The Ontario government has reached a tentative agreement with its public high-school teachers' union to extend the current contract, the last education union to do so.

The Ontario Secondary School Teachers' Federation said on Thursday that it had agreed on a deal to extend its contract for teachers and support staff by two years.

If deals with all education unions are ratified, it will mean that Premier Kathleen Wynne, who is in the fight of her life to win voters, won't have to contend with labour disputes in schools during the coming election.

Education Minister Mitzie Hunter described the discussions with OSSTF as "extremely collaborative and productive."

All collective agreements with education workers in the province were to expire in August, and even a one-year extension would have given the Liberals labour peace during an election, which is expected to be held in the spring of 2018.

Only after The Globe and Mail revealed last September that the government was in discussions to extend the contract with the OSSTF did the Liberals confirm they had offered extensions to all unions that were part of a lawsuit against the province over Bill 115, a 2012 piece of legislation that imposed contracts on education workers and suspended their right to strike. The OSSTF, ETFO and the Canadian Union of Public Employees, among others, won a court ruling last year deeming Bill 115 unconstitutional. The unions were discussing compensation with the province; the contract extension was an option the government put on the table.

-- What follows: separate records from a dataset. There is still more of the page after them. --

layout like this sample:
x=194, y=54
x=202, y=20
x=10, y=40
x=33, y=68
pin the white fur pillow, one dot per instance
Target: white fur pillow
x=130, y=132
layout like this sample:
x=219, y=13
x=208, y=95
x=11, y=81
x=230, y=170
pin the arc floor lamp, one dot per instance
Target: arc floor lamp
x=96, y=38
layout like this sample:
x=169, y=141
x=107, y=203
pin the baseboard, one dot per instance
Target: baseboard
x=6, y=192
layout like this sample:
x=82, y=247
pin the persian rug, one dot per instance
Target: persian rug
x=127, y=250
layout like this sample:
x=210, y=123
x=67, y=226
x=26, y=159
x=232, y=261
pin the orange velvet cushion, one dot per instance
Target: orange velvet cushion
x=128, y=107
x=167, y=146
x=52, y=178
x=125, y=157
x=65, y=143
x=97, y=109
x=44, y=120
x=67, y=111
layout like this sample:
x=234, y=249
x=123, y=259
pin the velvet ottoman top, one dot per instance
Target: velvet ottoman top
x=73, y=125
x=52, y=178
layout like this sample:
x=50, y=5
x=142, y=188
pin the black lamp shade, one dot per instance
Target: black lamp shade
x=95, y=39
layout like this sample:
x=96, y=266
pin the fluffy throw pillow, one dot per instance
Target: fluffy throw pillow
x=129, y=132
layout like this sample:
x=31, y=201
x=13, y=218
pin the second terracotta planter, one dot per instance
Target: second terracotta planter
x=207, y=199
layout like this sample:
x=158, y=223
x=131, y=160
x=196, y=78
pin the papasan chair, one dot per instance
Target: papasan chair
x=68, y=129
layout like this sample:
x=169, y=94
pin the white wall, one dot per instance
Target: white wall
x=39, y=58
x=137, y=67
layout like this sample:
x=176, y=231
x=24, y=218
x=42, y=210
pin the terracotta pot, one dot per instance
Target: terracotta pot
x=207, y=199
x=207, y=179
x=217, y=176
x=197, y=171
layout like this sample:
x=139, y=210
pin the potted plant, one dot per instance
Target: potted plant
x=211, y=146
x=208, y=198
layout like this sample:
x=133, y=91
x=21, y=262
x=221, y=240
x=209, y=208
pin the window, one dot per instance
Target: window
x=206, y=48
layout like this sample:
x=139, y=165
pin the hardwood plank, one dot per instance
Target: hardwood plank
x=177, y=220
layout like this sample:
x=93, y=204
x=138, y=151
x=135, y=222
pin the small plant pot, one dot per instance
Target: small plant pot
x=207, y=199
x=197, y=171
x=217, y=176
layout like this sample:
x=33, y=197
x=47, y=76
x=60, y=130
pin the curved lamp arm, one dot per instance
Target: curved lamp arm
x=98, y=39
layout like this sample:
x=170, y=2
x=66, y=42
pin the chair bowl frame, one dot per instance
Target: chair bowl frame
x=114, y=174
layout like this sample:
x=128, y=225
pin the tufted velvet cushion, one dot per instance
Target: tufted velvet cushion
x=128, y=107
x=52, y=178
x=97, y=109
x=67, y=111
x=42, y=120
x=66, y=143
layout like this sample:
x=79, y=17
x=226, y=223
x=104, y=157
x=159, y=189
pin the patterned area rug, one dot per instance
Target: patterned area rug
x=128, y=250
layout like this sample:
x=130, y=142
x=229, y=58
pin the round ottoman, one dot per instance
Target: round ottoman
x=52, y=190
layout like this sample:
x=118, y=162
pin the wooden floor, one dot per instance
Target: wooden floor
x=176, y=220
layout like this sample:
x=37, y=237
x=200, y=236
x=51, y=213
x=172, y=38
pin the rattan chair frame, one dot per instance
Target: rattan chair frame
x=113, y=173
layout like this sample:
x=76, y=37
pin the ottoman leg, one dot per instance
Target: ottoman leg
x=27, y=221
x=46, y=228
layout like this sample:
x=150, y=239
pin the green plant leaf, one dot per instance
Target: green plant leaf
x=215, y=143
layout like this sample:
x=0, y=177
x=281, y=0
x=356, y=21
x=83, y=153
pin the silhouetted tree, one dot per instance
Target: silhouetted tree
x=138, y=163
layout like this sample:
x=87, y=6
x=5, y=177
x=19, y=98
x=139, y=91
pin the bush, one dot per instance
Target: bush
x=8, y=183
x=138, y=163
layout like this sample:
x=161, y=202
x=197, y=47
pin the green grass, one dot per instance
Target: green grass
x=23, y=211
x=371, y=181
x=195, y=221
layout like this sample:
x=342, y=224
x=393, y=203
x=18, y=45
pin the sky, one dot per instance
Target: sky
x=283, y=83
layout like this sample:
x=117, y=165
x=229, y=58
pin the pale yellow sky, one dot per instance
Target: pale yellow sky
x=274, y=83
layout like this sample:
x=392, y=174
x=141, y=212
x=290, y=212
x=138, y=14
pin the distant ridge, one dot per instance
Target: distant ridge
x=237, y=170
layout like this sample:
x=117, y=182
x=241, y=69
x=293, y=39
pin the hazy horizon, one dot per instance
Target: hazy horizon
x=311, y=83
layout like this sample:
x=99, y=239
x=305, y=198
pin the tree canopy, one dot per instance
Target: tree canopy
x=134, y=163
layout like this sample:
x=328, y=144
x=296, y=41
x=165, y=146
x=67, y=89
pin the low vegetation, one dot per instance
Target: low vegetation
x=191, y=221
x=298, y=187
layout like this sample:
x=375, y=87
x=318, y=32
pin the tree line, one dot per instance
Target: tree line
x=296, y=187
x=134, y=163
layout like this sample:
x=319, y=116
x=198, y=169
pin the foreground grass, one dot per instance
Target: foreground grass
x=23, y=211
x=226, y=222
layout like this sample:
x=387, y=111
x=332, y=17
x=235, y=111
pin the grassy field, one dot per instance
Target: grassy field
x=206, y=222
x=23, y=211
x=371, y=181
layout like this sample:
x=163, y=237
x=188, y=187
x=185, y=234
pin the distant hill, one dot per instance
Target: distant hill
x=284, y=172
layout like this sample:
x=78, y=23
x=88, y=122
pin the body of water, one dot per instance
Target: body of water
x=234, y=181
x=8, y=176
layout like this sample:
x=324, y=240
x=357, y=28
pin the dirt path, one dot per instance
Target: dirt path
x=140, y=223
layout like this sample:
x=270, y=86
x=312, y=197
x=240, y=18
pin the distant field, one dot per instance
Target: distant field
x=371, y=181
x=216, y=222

In its agreement with the government, the OSSTF also reached a remedy on its Bill 115 lawsuit.

Paul Elliott, president of the OSSTF, declined comment on Thursday, saying that he will speak following the ratification vote on the contract extension and lawsuit remedy.

Two other unions, the Canadian Union of Public Employees, which represents educational assistants, early childhood educators and custodians, and French-language teachers, recently ratified their two-year contract extensions with the government.

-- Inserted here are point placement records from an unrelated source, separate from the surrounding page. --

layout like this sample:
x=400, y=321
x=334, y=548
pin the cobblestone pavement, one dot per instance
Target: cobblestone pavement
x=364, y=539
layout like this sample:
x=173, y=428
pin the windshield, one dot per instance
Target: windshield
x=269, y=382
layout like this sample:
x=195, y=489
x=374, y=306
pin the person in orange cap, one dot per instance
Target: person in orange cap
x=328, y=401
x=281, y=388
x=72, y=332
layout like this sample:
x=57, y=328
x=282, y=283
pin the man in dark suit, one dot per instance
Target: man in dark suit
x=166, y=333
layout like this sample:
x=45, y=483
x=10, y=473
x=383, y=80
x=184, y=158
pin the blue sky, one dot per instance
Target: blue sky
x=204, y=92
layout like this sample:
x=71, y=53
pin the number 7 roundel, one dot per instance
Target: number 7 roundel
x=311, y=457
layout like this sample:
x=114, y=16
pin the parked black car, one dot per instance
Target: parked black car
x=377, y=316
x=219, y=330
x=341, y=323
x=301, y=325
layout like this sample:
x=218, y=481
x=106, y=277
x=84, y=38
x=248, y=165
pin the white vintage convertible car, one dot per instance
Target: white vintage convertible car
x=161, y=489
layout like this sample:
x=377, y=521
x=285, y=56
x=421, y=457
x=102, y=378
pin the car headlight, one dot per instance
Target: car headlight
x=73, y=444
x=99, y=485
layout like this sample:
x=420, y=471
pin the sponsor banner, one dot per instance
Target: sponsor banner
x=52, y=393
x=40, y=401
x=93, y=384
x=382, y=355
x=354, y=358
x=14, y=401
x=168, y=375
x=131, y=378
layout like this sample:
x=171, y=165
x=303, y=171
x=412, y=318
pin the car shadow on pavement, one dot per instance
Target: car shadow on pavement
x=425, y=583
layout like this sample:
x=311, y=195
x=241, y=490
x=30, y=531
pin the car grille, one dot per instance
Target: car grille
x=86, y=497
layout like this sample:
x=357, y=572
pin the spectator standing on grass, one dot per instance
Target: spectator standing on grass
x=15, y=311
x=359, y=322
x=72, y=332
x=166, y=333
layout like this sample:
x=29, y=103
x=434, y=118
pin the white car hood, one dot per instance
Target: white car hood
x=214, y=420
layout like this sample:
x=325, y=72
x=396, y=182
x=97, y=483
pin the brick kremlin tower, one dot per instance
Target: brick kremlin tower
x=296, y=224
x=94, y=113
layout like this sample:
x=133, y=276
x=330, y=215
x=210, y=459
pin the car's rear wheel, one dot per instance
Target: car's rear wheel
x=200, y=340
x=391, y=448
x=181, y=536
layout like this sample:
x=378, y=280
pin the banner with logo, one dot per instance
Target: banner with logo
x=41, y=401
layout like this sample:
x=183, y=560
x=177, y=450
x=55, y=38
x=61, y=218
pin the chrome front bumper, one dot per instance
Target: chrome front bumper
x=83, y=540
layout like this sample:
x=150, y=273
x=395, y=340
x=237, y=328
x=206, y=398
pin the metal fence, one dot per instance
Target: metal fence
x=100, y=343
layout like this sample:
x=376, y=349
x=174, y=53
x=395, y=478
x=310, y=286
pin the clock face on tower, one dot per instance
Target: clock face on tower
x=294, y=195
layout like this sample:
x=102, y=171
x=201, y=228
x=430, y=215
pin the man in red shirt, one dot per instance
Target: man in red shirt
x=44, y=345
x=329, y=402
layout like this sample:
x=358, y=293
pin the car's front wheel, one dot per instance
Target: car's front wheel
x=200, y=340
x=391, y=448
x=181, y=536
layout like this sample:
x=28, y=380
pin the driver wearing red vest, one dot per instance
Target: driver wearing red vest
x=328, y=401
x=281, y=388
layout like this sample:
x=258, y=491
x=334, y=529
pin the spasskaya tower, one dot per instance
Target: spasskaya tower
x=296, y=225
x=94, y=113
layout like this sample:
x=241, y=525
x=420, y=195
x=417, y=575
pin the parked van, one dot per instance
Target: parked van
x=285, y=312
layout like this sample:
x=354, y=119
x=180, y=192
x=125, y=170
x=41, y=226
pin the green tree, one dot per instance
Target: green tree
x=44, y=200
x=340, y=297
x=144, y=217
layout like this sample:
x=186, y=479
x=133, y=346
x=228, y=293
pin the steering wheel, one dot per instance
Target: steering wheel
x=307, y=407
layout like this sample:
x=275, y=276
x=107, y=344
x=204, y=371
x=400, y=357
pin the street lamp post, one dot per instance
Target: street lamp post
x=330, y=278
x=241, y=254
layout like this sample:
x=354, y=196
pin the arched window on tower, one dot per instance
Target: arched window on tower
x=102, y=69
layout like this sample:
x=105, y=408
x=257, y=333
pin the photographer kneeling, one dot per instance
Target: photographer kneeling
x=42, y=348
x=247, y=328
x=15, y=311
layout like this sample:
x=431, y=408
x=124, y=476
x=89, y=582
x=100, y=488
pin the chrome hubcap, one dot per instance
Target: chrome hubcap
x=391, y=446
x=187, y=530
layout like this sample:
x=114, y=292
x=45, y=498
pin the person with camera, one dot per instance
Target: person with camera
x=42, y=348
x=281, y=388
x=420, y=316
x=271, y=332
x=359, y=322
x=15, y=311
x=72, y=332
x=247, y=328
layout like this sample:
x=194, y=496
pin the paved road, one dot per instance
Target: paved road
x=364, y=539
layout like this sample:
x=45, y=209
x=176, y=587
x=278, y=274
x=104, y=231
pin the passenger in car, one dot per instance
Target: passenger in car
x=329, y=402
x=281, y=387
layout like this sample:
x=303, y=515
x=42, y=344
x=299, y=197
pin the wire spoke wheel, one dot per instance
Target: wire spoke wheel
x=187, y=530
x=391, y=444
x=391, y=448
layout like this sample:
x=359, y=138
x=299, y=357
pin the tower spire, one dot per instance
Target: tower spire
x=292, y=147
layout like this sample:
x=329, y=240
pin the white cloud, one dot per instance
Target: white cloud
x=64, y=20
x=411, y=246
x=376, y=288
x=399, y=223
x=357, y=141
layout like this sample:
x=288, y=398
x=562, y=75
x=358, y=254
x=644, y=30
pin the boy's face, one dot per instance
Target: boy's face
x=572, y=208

The deal with CUPE includes a 4-per-cent wage increase over two years. That is similar to tentative deals the government has reached with other education unions, including public elementary school teachers and Catholic teachers.

The tentative agreement with the Catholic teachers also includes more supports for students with special needs, and, according to news reports, the government has agreed to cap kindergarten classes at 30 students in its tentative deal with the Elementary Teachers' Federation of Ontario. The current agreement ended a tough series of negotiations with all education-worker unions, during which the OSSTF held strikes at school boards in the Toronto area and in Northern Ontario, and the government legislated teachers back to work.

Wrestling a deficit, the province insisted all labour deals be "net zero," meaning something must be cut to offset the cost of raises.

But Ms. Wynne recently indicated that she was ready to loosen the purse strings for the next round of talks with public-sector unions.